1948年、東京生まれ。慶應義塾大学経済学部卒。71年、日本経済新聞社に入社。西部支社を経て、東京本社で流通業、サービス業などを担当。87年11月に生活情報誌『日経トレンディ』を創刊し、初代編集長に。93年に流通経済部長、98年から編集委員。高齢者ケア、少子化やNPO活動など、社会保障全般を担当。2011年2月に定年退社。公益社団法人長寿社会文化協会理事。

世界と比べ特異な日本の医療環境

 そもそも日本の医療機関が持つ急性病床数は世界一多い。89万床もある。人口1000人当たり7.8床だ。米英国はわずか2.5床、フランスは3.0床で、日本は経済協力開発機構(OECD)諸国で最多である。

 その上、コロナ死亡者は桁違いに少ない。22年7月14日現在、3万人台だ。英国は18万人台、イタリアは16万人台、フランスは15万人台。欧州各国の人口は日本の約半分だから、人口比でみると日本の12分の1から10分の1という少なさだ。もっとも東アジア諸国は、ほぼ日本並みの死者数かそれより少ない。

 この地域差の理由解明に現代医学は追いついていない。既存のワクチン接種状況や以前から備わる免疫の違いなど諸説あるが確定していない。自然界や生物社会は奥深く、医学がたどり着けない領域はまだ多い。

 日本が欧米に比べかなり特異な存在なのは間違いない。死者が少ないことは医療の緊急度が低いことであり、加えて使えるベッド数が多い。医療崩壊が起きるわけがない。

 それなのに、重症者を受け入れられなかった。重度から軽度になっても転院先ベッドが見つからないことも多々起きた。

自治体が病床転換できない「医療の壁」

 さすがに政府も対策を講じないはずはない。病床転換を狙って昨年1月に感染症法を改正し、都道府県知事に病床転換を促す権限を与えた。

 自治体は医療機関に対して、まず「要請」する。断られるとより強い「勧告」に切り替え、それでも応じないと「実名公表」できる。3段階の対応だ。
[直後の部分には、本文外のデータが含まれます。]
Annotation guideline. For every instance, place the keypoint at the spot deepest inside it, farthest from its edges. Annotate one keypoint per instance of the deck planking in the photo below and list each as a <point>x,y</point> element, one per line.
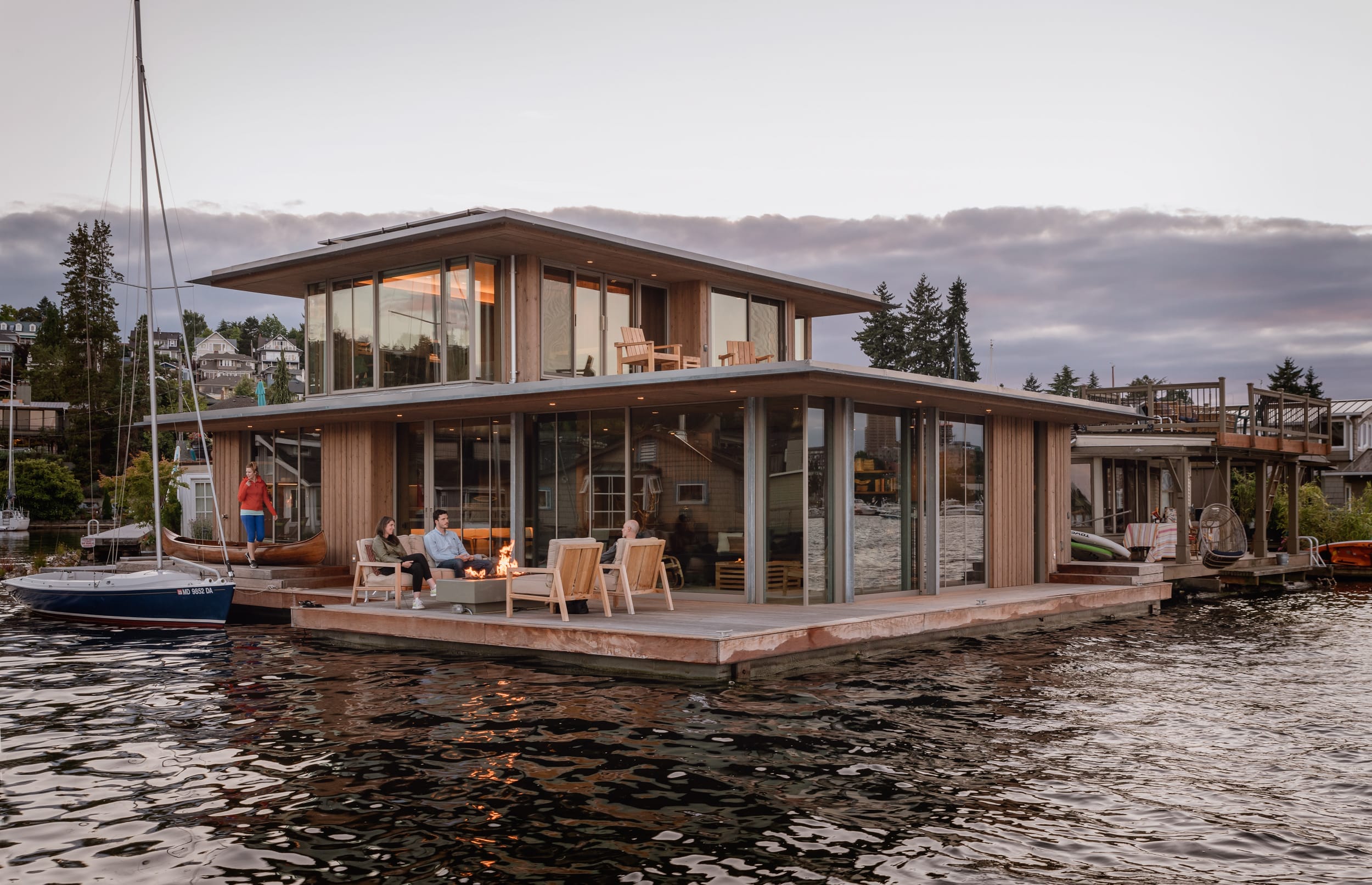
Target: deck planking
<point>726,640</point>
 昨年4月に奈良県が要請を発動し、その後、大阪府、茨城県、静岡県、東京都などが続いた。どこでも医療機関は応じず、十分なベッド数を確保できなかった。にもかかわらず勧告に踏み切る自治体は出なかった。

 改正法には「合理的な理由があれば応じなくていい」という抜け道があり、「コロナ拒否」の言い訳に使われてしまった。「看護師が足りない」「建物が小さくてきちんと隔離できない」などが、「合理的理由」となった。

 加えて、「医療機関と争いたくない」と、「本音」を漏らす知事もいた。自治体にとっては地元医師会や大手医療機関は対等の交渉相手ではない。医療の壁は高く分厚い。

 なぜか。医療業界が築き上げてきた強固な「経営観」を崩せないからだ。それは、日本医師会で会長職を1957年から25年も続けた武見太郎氏の時代に築かれた。開業医の利益をなによりも重視した武見会長は「プロフェッショナル・フリーダム」を掲げて、当時の厚生省と対峙、「ケンカ太郎」とも言われた。

 「プロフェッショナル・フリーダム」とは、医師が政府を含めた外部からの干渉を受けずに活動することである。診療報酬の増額を求めて、全国一斉休診の刃を振るうなど厚労相に公然と歯向かい、医療政策の主導権を握っていた。

 地域の開業医を束ねる日本医師会の「権力」は高まり、結果として「経営の自由」を唱えるほどに裁量権を伸ばしていく。この「権力」を支えたのは開業医の急増だった。